Segmentation Parameter Selection
Many of the segmentation algorithms work by identifying a threshold level above which the start or end of a segment is triggered. Identifying the correct threshold for a dataset can be challenging. The Toolkit has some built in heuristics for identifying the best parameters for some of the segmentation algorithms. In some cases though, you may want to select the parameters manually. This tutorial will show you how to use the Python SDK to select good parameters
Try It Yourself
You can download the Notebook file here to follow along with this tutorial in your own environment.
Prerequisites
Download the Demo Project and extract into this folder
Update to the latest SensiML Python SDK
To see the visualizations install ipywidgets
[ ]:
!pip install ipywidgets sensiml -U
Overview
In this tutorial we will
Load a .DCLPROJ file into the Python SDK using the DCLProject API
Upload a .DCLPROJ file as a new project to the server using the Client
Visualize the threshold space for segmentation algorithms and select an appropriate threshold
Run the Segmentation algorithm and compare the generated segments to the ground truth
Compare the generated segments to the manually labeled segments
[2]:
from sensiml import Client
from sensiml.dclproj import DCLProject, plot_threshold_space, DataSegments, segment_list_to_datasegments
1 Load a .DCLPROJ file into the Python SDK using the DCLProject API
The DCLProject API provides read-only access to a .DCLPROJ file which is the native database of a Data Studio project. To load the project
[3]:
DCLP_PROJECT_PATH = "DemoProject/DemoProject.dclproj"
dcl = DCLProject(path=DCLP_PROJECT_PATH)
2 Upload a .DCLPROJ file using the Python SDK Client
You can use the client to upload either a .DCLPROJ or .DCLI file. The .DCLPROJ format is a database format used by the Data Studio. The .DCLI file is a JSON format is open sourced which also fully describes the project.
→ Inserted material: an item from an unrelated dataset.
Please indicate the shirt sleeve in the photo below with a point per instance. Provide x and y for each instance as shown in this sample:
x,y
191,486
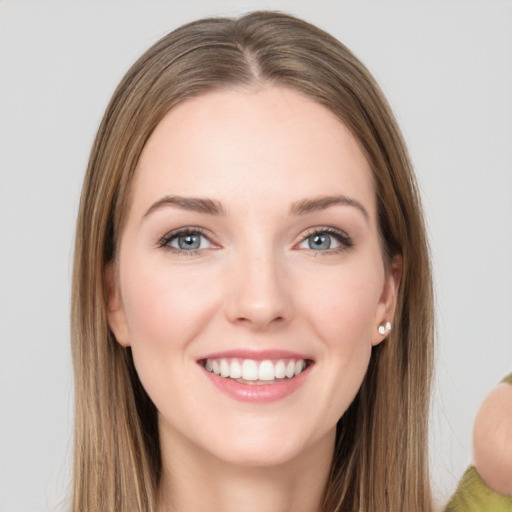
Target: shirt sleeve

You can read more about the .DCLI format in our documentation. For this example we will use the .DCLPROJ format.
[4]:
client = Client()
client.upload_project("Segment Demo Project", DCLP_PROJECT_PATH)
client.project = "Segment Demo Project"
Project with this name already exists.
select and set the variables for the GROUND_TRUTH_SESSION, PREDICTED_SESSION, and FILENAME from the .dcproj database
[5]:
client.list_captures()
[5]:
Name | Last Modified | Created | UUID | |
---|---|---|---|---|
0 | File1.csv | 2023-02-24T20:13:25.553485Z | 2023-02-24T20:13:25.553485Z | a877cc1f-ce30-44c8-b345-f35daa83939c |
[ ]:
client.list_segmenters()[["name","custom","created_at"]]
[7]:
GROUND_TRUTH_SESSION = "Training Session"
FILENAME="File1.csv"
3 Visualize the threshold space for segmentation algorithms and select an appropriate threshold
threshold_width is the region the threshold space is calculated over.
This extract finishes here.